Received: February 21, 2003    Revised: June 26, 2003    Accepted: July 8, 2003   


Corresponding author:

Dr. Wing-Wai Wong, Section of Infectious Diseases, Department of Medicine, Taipei Veterans General Hospital, 201, Shih-Pai Road, Section 2, Taipei, Taiwan 11217, ROC. E-mail: This e-mail address is being protected from spam bots, you need JavaScript enabled to view it




Methicillin-resistant Staphylococcus aureus (MRSA) is an important nosocomial pathogen which has been isolated with increasing frequency in recent decades. Community-acquired MRSA (CA-MRSA) infections have also become increasingly important in recent years.
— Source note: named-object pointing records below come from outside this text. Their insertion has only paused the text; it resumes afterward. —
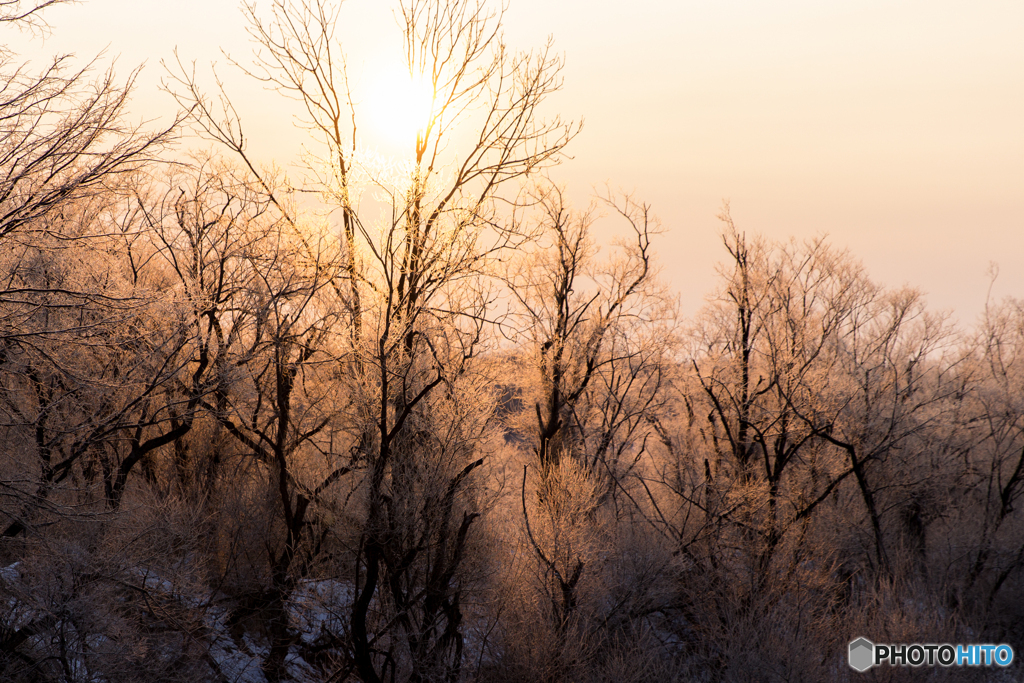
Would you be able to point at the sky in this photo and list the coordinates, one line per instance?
(895, 127)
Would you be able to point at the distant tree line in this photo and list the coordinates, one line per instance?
(412, 424)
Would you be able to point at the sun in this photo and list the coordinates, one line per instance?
(399, 105)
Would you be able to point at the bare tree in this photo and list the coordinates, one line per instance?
(412, 285)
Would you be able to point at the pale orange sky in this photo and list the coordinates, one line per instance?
(897, 128)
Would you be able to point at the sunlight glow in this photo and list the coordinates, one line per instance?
(398, 107)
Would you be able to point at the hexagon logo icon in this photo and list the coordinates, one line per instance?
(861, 654)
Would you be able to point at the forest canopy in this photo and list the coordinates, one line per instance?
(414, 422)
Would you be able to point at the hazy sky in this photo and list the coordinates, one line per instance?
(895, 127)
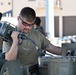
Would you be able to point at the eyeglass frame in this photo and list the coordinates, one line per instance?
(26, 24)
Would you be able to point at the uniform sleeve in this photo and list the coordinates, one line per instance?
(5, 47)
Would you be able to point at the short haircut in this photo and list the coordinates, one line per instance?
(28, 13)
(37, 21)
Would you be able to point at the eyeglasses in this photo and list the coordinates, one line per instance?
(26, 24)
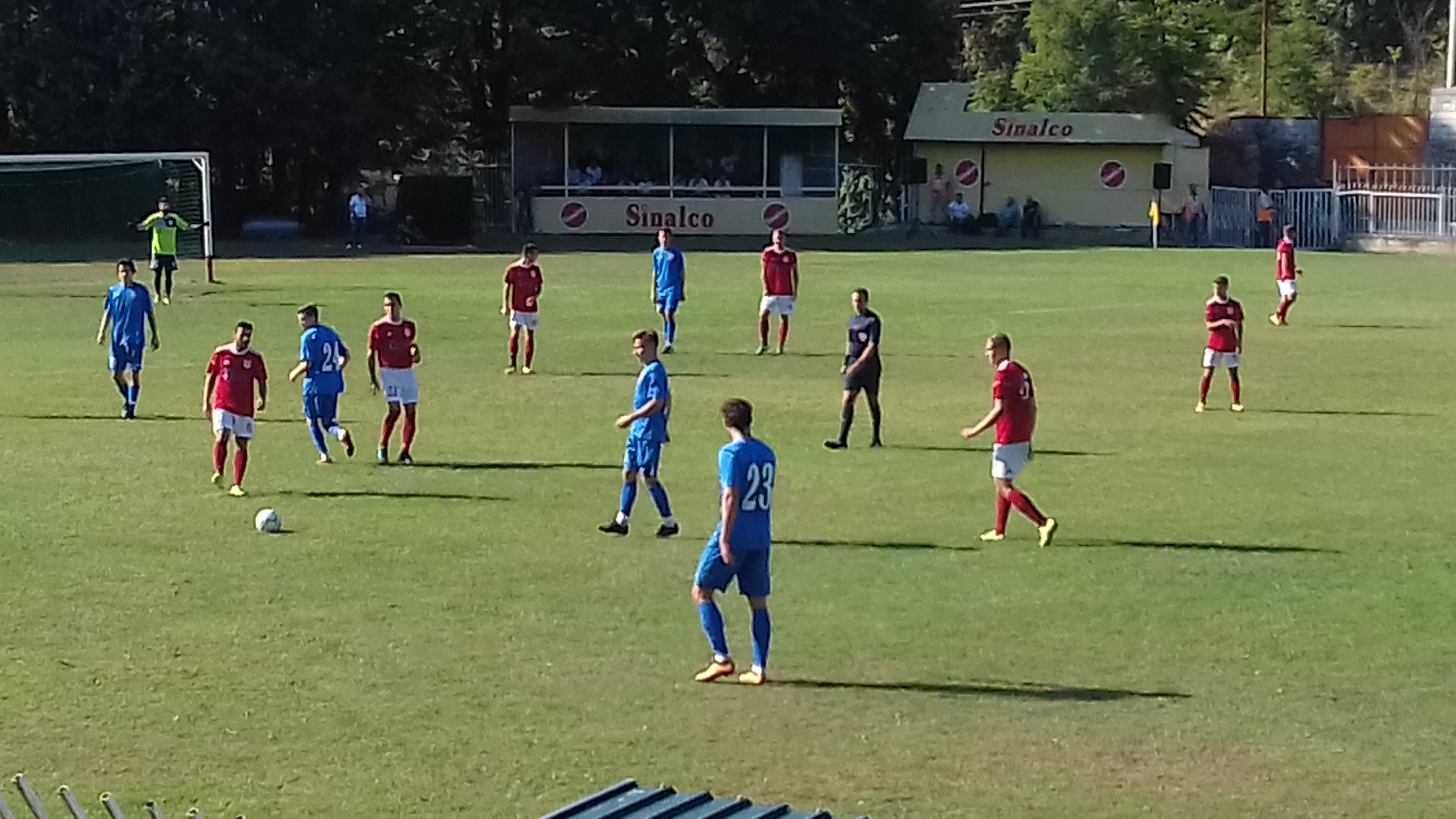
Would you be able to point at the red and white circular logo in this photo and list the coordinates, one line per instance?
(776, 216)
(1113, 176)
(967, 173)
(574, 215)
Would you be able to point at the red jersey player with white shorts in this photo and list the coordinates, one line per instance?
(1286, 277)
(781, 284)
(1224, 318)
(1014, 414)
(393, 350)
(228, 397)
(523, 287)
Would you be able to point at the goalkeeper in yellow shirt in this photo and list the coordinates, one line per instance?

This study retrospectively analyzed the risk factors, duration of hospitalization, yearly trend and seasonal variation in prevalence, and antibiotic susceptibility of isolates of community-acquired S. aureus (CASA) bacteremia and CA-MRSA bacteremia from patients treated in a teaching hospital in northern Taiwan. A total of 104 clinical isolates of CASA bacteremia were collected between January 1999 and December 2001. Among these, 35 (33.7%) were identified as MRSA. After multivariate analysis, the independent risk factors for developing CA-MRSA bacteremia were diabetes mellitus (p=0.028), chronic obstructive lung disease (p=0.037), and renal insufficiency (p=0.041). Only 6 (17.1%) patients in the MRSA group had no identified risk factors. Most of the isolates of CA-MRSA had a high degree of resistance to most antibiotics, including clindamycin (71.4%), trimethoprim-sulfamethoxazole (65.7%), and chloramphenicol (41.2%). No major trend or seasonal variation in the prevalence was found during the study period. No difference in mortality related to resistance pattern was found. Although CA-MRSA is not the major pathogen in community-acquired bacteremia, it should be included in the differential diagnosis of Gram-positive bacterial bloodstream infection, especially in those patients with risk factors. Early empiric therapy with glycopeptides in these patients may reduce morbidity and mortality.



Key words:

Bacteremia, community-acquired infections, methicillin resistance, Staphylococcus aureus



J Microbiol Immunol Infect 2004;37:16-23.